Party militias undermining lawful security dangerous – Dr. Aning

The creation of militias empowered to perpetrate crimes and atrocities against the people of Ghana and also empowered to undermine statutory functions of the National Security Council is dangerous to the country’s security and further undermines loyalty, security analyst Dr Kwesi Aning has said.

According to Dr Aning, if sanity is not restored into the country’s security system, the situation, which is becoming prevalent can escalate and undermine the peace and security of the nation.

Dr Aning said this when he appeared before the Commission of Inquiry set up to probe the violence that marred the Ayawaso West Wuogon by-election on 31 January 2019.

Some National Security operatives temporarily disrupted the by-election at the La-Bawaleshie basic school polling station when they fired into the crowd that had gathered at the private residence of the NDC’s candidate close to the polling centre.

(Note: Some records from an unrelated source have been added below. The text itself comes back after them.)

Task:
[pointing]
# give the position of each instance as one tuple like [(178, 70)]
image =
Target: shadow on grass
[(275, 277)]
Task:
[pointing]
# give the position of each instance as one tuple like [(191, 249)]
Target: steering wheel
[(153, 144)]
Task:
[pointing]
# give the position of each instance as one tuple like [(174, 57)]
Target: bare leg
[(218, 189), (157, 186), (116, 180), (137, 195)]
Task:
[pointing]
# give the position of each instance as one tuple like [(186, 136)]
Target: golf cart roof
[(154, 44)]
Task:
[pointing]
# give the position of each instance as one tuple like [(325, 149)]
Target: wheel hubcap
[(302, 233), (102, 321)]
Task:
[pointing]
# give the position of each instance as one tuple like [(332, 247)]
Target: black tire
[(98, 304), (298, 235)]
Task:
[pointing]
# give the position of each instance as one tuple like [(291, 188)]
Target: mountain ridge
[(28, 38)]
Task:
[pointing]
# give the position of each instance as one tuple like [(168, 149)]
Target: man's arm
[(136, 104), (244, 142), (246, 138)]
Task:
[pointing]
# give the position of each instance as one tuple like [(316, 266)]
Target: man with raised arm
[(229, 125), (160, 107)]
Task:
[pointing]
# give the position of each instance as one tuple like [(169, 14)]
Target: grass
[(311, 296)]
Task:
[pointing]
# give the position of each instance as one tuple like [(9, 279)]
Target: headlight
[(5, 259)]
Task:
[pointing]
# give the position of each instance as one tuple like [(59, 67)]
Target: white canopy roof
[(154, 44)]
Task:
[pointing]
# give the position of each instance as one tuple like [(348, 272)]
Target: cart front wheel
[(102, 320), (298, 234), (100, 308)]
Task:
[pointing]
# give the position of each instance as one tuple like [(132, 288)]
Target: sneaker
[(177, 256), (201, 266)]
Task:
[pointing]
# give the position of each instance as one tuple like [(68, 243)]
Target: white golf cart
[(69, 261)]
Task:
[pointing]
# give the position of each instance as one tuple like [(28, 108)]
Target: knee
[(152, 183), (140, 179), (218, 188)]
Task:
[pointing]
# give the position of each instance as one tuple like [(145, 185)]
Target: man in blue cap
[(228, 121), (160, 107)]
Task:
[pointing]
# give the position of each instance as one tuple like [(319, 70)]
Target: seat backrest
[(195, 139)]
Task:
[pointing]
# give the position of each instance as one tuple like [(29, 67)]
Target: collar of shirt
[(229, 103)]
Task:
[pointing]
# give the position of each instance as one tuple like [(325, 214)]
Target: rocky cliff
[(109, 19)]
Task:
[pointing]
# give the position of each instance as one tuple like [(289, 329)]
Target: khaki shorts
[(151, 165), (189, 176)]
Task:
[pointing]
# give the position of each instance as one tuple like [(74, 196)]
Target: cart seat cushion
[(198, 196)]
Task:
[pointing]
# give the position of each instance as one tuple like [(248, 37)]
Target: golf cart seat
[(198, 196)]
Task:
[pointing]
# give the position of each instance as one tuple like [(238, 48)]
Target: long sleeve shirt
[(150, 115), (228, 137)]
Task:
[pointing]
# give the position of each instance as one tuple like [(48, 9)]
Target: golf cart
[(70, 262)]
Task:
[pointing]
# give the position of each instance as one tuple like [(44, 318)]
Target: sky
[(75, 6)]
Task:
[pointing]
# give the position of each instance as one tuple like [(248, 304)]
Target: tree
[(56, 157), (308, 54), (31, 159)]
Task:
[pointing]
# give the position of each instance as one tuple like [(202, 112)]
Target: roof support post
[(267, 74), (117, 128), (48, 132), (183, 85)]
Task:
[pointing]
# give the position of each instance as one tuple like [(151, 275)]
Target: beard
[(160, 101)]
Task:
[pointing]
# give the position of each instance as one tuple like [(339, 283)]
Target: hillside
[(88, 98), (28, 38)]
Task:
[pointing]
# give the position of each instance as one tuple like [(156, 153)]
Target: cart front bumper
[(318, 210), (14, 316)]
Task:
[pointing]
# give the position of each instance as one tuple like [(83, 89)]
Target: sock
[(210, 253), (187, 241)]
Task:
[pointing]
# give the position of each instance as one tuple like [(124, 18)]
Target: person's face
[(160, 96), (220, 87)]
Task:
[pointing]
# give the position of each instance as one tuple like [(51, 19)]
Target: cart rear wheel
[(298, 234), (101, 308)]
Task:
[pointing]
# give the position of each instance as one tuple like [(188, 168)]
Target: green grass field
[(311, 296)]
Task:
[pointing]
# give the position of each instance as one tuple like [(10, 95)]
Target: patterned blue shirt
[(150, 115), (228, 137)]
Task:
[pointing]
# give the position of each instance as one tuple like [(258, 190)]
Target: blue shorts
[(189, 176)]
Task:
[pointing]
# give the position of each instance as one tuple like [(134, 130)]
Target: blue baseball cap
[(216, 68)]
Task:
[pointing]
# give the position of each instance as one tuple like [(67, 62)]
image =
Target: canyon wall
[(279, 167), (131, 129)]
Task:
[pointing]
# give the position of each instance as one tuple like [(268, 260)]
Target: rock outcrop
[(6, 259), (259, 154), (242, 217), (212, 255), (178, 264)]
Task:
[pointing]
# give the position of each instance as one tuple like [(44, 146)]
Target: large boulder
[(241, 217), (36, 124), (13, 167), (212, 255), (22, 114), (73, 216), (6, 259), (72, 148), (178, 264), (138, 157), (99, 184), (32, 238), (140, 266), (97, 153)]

The masked men also beat up unarmed civilians and assaulted a member of parliament, Sam George in the melee.

President Nana Addo Dankwa Akufo-Addo set up the commission to probe the shooting incident.

Mr Aning cautioned that the security of the country is at risk when statutory security forces do not know of the existences of other non-statutory forces and their source of power.

He told the commissioners that: “The creation of militias, on one hand, empowered to perpetrate crimes and atrocities against the people of Ghana, and even more disturbing, undermining the statutory functions of the National Security Council by forming quasi non-recognised statutory SWAT team is dangerous to the security services and undermines loyalty.”

He continued: “The functions of the National Security Council are very clear – it takes measures to safeguard the internal and external security of Ghana, collect information relating to our security, assesses and appraises the objectives of that information and the risks to the country and takes appropriate measures…

“When you have statutory security forces who do not know of the existence of other forces who can be commanded and ordered to perform in the public space in the way that we saw, [then there is a problem].

“When we see the lack of coordination in decision-making when we see the provision of equipment to non-statutory groups that the formal forces don’t have, then we need to come back to the drawing board to say: ‘What is the order of hierarchy for making decisions? That breakdown in the order of hierarchy is one of the most serious threats to national security.”

Outlining steps to forestall future electoral violence, Dr Aning said the first step is to bring sanity back into our security system. “Let us know who is responsible for what and takes whose orders so that when the hierarchy fails somebody is held accountable.”

He further noted that: “When we have statutory security forces, paid for, fed, housed, transported by the Republic of Ghana, it is crucial and important that they are permitted and allowed to perform their functions”.